With a new year fast approaching, taking a good look at your current mystery shopping program is important, especially if you’ve had the same program for some time. Here are some ideas for sprucing up your program in 2016:

 

    • Is it time to raise the bar? Hopefully you’ve been watching your company’s performance over time and seen some improvement. If so, that’s great! If you’re finding that your performance scores are consistently coming in exceptionally high, it might be time to raise the bar, especially if your program is in its second or third year. When programs start, especially when a formal mystery shopping program has not been in place before, the program touches on the most basic customer service expectations to ensure that service levels are consistent. Over time, changes take place based on the mystery shopping reports, and things improve. Now it may be time to take it to the next level – incorporate some of the “higher level” performance behaviors. For example, incorporate scenarios to ensure that staff are providing correct information to customers. Pinpointing common customer questions or concerns can give companies “scenarios” for mystery shoppers to use while conducting shops.

 

    • Don’t focus solely on brick and mortar: onsite shops are vital, but don’t forget about your website or even telephone interactions – those are equally important in the customer journey and should not be overlooked. If you’re not using mystery shopping for these touch points, 2016 is a good time to start.

 

    • Social media mystery shops: social media customer service has become commonplace; because of the speed with which social media travels, ensuring that staff respond in a timely and accurate manner is important. This is an emerging tool for companies, and utilizing mystery shopping to ensure service levels are strong can be useful.

 

    • Look to additional services to supplement your mystery shopping program: mystery shopping touches on the objective aspects of service.

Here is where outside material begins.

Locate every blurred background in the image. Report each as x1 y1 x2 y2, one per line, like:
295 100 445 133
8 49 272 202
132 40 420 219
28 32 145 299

If you’re not using the more subjective tools, such as customer feedback or social media monitoring, you may be missing a piece of the puzzle. Another emerging tool is Quality Call Monitoring. This service allows for evaluation of actual customer service calls. The calls are evaluated using a report similar to a mystery shopping program and can be extremely useful in evaluating “real life” situations.

 

Customer service expectations have grown significantly in the last two years; ensuring that you have the tools in place to monitor, measure, and evaluate your company’s performance is vital. With a new year on its way, it’s a great time to re-evaluate and enhance your company’s customer experience measurement programs.